Why A Celeb’s Tale of a Breech Homebirth Matters
October 25, 2012
Kimberly Van Der Beek, wife of actor James Van Der Beek, recently wrote about her two very different birth stories (the first a vaginal delivery with drugs in a hospital, the second a breech homebirth) on her People.com blog. Reactions have ranged from the congratulatory to the condemning. Regardless of what you think of her choices, I hope that her post and the resulting discussion can help other women to educate themselves about their birthing choices.
For her daughter Olivia’s birth, Van Der Beek gave birth in a hospital with a doctor and doula she trusted (in addition to her uber-handsome husband, of course). She had hoped for a drug-free delivery, but when labor stalled out at 9 cm dilation, she accepted an epidural and later Pitocin, and finally, after 4.5 hours of pushing, Olivia was born vaginally with the help of a vacuum.
For her son Joshua’s birth, Van Der Beek planned to go with the same birthing team at the same hospital—until she discovered her son was breech at 37 weeks. Despite protesting that her mother had given birth to her sister in a breech position, Van Der Beek was told by her OB in no uncertain terms that unless her son changed positions, she would not be allowed to attempt a vaginal delivery. She tried virtually everything from acupuncture and massage to a chiropractor known for his baby-flipping abilities—all to no avail. But despite his lack of success at flipping her baby head-down, her chiropractor helped Van Der Beek immensely by putting her in touch with an OB, Dr. Stuart Fischbein, who has delivered hundreds of breech babies (pretty rare these days, given that breech deliveries aren’t generally taught any longer in medical school) and who now only delivers babies at a birthing center or woman’s home (he’s at odds with many current hospital practices when it comes to women’s birthing rights).

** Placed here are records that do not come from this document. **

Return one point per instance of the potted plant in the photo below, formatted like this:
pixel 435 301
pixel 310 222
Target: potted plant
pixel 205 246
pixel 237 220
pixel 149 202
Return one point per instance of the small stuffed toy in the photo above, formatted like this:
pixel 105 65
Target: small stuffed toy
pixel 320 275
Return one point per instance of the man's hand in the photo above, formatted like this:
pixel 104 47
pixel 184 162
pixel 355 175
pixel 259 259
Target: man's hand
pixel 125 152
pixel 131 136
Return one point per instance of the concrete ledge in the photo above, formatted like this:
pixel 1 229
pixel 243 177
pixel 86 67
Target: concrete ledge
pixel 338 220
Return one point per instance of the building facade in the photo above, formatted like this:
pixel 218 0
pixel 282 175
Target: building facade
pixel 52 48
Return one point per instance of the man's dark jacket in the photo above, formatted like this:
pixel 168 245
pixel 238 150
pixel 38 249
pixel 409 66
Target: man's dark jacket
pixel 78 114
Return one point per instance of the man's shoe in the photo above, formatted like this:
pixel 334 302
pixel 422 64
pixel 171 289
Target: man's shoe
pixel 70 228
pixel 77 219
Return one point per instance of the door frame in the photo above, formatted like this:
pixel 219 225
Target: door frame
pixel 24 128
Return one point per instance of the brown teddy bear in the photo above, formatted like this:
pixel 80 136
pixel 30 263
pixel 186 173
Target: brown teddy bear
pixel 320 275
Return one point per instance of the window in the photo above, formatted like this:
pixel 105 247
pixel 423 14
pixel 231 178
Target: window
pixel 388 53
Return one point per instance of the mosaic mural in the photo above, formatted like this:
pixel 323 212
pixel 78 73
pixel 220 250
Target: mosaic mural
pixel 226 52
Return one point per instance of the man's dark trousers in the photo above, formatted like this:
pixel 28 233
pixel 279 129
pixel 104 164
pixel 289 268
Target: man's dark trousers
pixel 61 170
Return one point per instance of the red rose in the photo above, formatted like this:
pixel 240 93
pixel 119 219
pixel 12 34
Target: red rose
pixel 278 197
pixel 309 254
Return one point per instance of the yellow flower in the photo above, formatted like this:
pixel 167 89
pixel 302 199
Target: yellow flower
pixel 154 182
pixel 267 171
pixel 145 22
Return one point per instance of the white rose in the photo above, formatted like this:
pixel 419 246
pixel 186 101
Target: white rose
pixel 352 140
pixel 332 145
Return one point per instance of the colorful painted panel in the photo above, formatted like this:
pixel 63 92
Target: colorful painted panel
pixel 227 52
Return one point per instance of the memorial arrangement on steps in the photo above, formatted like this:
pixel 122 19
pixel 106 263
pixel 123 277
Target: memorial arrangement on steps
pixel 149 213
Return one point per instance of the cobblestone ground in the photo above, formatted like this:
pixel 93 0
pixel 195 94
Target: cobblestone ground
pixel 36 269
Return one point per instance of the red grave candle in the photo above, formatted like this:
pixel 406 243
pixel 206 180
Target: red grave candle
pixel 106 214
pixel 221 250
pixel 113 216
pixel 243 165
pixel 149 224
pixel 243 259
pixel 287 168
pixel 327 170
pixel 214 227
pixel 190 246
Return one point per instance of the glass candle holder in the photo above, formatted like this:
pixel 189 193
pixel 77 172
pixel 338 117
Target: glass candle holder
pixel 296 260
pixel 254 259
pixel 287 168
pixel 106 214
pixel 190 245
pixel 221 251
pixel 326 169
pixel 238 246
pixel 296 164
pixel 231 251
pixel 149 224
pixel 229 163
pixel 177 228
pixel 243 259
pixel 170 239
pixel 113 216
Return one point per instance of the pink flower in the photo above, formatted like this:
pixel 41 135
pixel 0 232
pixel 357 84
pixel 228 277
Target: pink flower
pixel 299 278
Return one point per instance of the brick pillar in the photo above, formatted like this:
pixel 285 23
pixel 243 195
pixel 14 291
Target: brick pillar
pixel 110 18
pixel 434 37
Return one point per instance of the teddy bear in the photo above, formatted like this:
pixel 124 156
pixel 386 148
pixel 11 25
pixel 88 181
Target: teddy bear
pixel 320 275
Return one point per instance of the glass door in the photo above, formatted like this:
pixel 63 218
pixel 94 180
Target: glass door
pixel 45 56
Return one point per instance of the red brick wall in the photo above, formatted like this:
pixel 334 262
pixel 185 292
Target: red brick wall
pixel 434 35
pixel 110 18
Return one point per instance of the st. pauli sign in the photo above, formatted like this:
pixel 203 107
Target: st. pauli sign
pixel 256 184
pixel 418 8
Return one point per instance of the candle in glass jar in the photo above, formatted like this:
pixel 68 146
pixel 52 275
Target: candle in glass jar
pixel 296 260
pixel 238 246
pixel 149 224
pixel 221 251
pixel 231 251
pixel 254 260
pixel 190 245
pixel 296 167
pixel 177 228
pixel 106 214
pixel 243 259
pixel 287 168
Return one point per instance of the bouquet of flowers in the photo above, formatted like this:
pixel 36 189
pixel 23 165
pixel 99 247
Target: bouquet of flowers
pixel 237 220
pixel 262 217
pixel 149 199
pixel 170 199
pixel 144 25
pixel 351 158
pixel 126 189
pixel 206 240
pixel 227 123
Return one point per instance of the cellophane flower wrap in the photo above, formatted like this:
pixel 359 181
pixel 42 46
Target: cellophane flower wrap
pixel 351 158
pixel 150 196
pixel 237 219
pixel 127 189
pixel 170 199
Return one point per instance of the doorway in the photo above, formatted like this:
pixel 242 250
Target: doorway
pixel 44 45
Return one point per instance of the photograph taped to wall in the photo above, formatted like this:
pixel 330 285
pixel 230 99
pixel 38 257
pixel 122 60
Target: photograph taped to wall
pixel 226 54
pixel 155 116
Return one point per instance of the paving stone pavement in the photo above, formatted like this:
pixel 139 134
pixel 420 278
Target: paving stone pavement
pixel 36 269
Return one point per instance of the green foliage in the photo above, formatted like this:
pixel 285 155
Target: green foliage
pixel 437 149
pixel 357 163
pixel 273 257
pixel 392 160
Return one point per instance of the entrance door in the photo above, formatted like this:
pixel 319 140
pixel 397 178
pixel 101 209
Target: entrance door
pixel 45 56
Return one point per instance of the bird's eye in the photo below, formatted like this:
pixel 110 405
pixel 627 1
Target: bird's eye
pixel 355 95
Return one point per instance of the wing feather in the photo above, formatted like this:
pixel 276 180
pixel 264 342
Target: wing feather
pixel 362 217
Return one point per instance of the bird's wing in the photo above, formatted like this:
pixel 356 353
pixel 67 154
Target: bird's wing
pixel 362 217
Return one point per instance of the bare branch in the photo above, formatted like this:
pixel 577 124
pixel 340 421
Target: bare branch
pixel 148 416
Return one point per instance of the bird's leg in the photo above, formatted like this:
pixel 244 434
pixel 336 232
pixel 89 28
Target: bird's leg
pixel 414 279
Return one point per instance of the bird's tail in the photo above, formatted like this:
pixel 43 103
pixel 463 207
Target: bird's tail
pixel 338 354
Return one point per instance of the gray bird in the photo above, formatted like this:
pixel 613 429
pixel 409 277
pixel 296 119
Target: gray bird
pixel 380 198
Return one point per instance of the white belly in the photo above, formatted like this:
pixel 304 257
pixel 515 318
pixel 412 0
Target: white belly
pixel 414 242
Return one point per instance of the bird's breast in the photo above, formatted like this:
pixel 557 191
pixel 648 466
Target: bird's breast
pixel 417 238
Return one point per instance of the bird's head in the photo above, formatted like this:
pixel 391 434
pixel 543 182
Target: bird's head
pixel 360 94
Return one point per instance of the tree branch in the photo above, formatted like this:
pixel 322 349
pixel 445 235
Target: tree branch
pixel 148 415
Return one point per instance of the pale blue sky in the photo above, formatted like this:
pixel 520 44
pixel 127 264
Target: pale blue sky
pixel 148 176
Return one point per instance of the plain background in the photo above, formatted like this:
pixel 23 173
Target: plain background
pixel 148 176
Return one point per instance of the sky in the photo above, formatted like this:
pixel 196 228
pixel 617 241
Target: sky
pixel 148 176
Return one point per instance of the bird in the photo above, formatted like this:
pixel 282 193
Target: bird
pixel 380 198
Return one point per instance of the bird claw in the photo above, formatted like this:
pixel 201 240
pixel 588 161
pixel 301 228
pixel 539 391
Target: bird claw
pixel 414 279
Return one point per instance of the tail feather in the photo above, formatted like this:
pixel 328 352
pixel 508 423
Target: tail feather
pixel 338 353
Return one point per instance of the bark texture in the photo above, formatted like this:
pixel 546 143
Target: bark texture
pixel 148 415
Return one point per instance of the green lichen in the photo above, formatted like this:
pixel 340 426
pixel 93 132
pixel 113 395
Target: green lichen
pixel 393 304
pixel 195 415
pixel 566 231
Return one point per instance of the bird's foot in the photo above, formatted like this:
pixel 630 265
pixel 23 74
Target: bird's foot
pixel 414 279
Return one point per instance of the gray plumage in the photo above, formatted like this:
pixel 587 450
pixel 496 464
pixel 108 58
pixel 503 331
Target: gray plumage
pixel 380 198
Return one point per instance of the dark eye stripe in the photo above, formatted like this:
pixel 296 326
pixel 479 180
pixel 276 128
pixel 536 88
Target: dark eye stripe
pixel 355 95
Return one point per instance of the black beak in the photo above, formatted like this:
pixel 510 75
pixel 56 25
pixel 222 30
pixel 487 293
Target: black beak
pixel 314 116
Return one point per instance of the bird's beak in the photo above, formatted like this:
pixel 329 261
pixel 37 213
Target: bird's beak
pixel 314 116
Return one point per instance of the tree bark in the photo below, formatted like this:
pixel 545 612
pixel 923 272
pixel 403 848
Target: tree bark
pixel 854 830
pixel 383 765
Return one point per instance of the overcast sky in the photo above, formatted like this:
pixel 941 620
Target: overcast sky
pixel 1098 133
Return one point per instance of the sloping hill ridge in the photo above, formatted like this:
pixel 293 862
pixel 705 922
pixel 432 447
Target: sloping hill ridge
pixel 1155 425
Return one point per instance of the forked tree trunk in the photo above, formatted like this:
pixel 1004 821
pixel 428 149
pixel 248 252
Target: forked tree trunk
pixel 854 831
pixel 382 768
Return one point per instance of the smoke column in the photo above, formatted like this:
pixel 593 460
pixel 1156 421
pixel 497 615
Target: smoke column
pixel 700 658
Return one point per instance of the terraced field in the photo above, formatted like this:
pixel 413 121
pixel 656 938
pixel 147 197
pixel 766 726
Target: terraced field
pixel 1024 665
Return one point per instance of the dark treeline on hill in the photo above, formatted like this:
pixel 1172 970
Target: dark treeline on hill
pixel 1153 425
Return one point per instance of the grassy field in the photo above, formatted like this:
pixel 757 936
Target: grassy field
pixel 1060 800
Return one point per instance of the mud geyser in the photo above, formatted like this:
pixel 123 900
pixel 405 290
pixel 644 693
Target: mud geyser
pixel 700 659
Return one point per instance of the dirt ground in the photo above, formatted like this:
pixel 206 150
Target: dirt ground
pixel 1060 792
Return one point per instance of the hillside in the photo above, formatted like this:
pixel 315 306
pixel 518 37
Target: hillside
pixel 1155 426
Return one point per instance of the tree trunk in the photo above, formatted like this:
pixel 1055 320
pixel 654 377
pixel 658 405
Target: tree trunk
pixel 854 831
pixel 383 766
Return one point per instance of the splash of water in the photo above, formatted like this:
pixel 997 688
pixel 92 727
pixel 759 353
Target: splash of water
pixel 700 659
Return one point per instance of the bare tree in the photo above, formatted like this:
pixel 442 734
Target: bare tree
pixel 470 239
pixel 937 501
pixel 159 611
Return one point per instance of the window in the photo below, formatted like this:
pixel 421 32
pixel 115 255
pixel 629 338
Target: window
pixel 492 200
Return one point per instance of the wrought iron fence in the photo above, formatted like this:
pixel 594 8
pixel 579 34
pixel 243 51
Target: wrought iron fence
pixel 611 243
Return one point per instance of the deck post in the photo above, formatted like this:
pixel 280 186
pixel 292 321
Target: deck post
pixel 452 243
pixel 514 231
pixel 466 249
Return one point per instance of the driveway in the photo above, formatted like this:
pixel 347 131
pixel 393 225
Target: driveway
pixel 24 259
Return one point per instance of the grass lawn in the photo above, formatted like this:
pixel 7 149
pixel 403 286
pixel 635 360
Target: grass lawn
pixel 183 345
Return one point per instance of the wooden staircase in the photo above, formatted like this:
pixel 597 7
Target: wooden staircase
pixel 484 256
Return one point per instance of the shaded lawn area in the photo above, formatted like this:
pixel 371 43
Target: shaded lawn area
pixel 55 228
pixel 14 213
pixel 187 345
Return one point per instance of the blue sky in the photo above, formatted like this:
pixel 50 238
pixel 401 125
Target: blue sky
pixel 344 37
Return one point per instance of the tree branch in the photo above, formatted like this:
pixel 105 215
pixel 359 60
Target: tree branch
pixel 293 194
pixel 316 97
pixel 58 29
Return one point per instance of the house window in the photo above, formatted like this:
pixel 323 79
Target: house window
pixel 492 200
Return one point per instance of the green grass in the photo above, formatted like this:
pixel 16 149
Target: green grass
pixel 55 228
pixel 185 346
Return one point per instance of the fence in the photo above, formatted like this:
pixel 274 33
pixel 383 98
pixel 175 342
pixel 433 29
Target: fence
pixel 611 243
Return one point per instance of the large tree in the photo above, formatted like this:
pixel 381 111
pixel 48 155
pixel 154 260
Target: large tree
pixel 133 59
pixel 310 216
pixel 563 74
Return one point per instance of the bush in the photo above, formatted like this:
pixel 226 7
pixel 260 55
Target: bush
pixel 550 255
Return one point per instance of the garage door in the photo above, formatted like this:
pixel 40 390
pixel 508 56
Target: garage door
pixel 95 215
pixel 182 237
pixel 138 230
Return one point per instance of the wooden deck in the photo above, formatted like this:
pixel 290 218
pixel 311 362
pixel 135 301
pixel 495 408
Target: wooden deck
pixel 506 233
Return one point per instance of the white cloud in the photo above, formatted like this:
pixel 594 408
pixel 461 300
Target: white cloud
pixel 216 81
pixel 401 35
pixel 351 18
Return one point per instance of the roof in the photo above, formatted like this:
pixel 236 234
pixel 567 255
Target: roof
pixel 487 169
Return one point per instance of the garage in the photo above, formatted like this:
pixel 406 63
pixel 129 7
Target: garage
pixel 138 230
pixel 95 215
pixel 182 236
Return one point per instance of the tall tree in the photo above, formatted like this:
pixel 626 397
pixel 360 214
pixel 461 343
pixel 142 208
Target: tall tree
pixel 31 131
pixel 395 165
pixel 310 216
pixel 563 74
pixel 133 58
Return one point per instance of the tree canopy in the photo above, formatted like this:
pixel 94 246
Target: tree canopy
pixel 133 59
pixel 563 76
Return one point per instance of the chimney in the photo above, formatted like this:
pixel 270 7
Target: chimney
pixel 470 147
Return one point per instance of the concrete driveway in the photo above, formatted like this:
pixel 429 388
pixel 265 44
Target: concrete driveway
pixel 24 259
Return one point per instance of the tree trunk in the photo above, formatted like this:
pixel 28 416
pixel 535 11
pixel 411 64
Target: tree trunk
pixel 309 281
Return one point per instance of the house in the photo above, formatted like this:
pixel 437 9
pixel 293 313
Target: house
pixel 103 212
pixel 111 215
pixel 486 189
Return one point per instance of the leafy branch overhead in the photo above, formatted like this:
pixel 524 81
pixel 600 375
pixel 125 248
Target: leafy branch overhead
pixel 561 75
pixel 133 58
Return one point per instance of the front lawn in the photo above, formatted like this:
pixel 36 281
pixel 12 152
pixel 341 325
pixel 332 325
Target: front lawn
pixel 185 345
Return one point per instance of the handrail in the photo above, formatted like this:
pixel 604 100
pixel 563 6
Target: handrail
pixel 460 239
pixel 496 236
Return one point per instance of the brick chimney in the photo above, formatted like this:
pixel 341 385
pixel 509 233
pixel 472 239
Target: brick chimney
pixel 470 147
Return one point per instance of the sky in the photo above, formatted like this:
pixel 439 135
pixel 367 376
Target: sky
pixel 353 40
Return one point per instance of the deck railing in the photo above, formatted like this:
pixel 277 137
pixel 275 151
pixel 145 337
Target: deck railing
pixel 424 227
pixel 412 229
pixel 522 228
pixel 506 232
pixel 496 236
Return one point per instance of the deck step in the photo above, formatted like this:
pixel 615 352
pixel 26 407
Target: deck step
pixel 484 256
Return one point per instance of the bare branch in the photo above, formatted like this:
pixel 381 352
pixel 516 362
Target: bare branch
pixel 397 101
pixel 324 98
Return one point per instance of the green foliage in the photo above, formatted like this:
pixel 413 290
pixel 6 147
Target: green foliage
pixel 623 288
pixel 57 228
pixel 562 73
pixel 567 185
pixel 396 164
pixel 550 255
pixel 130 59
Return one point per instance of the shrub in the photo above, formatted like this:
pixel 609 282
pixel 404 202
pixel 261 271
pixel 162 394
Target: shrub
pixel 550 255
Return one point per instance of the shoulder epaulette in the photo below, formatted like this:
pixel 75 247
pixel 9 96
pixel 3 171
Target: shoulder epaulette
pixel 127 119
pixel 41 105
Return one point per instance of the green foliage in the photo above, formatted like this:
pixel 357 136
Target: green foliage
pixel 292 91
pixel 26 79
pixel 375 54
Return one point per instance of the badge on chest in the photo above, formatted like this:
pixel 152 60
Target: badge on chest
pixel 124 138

Van Der Beek ultimately decided to change providers and delivered her son safely at home, still in the breech position, with her new OB, husband and doula in attendance, as well as a midwife and midwifery student there to assist. She explicitly states that Dr. Fischbein had gone through a thorough checklist with her to see if she and her son were good candidates for a breech home delivery (she was) and that she made the choice to deliver at home only when the only other option available to her was a C-section at the hospital. This was not a case of a woman choosing to birth at home regardless of the risk. Instead, she made an educated, deliberate, and well thought-out decision with a skilled care provider regarding what she thought was best for her and her baby.
She writes, “I truly believe a woman should be able to plan to birth where and how she is most comfortable. In order to make such a decision, it’s crucial to have options. In a day where the surgical route is readily available, it is equally important that woman [sic] have the option of planning for a natural birth, as well.”
First off, congratulations to Van Der Beek for having the courage to make the right decision for her and her baby. While we all have the right to our own opinions (and please, let’s keep this civil), let's keep in mind that this was one woman's choice for her body and her baby; she is simply telling her story, not telling others that she believes they should make the same choice in the same situation. In turn, I think it’s unduly harsh for a blogger to denounce Van Der Beek’s homebirth as ‘scary’ and not ‘worth the risk’ or for commenters to label her as ‘selfish,’ ‘irresponsible’ and an ‘idiot.’ Simply because others wouldn't make the same decision for themselves does not mean that we need to find fault with the decision or the woman who made it. Yes, women have C-sections far more frequently in this country than they do have breech homebirths (homebirths of any sort account for a mere 1-2% of births in the U.S., I believe), but that doesn’t mean that C-sections are without risk or that they’re the right choice for all moms. I think it’s particularly unfortunate that most women in the U.S. wouldn’t have access to the choice that Van Der Beek made, possibly because they wouldn't be aware of actually having a choice, because of a lack of any care providers in their area with knowledge of breech vaginal deliveries, or because they wouldn’t be able to afford to go outside of their insurance coverage, if they have insurance at all (homebirth is not necessarily easily covered by insurance, even in states where it’s legal—and homebirth isn’t legal in all states!). Instead of denouncing one woman’s birthing choices, we should be condemning the lack of access to information about birthing options and the lack of those options themselves in many places in the U.S.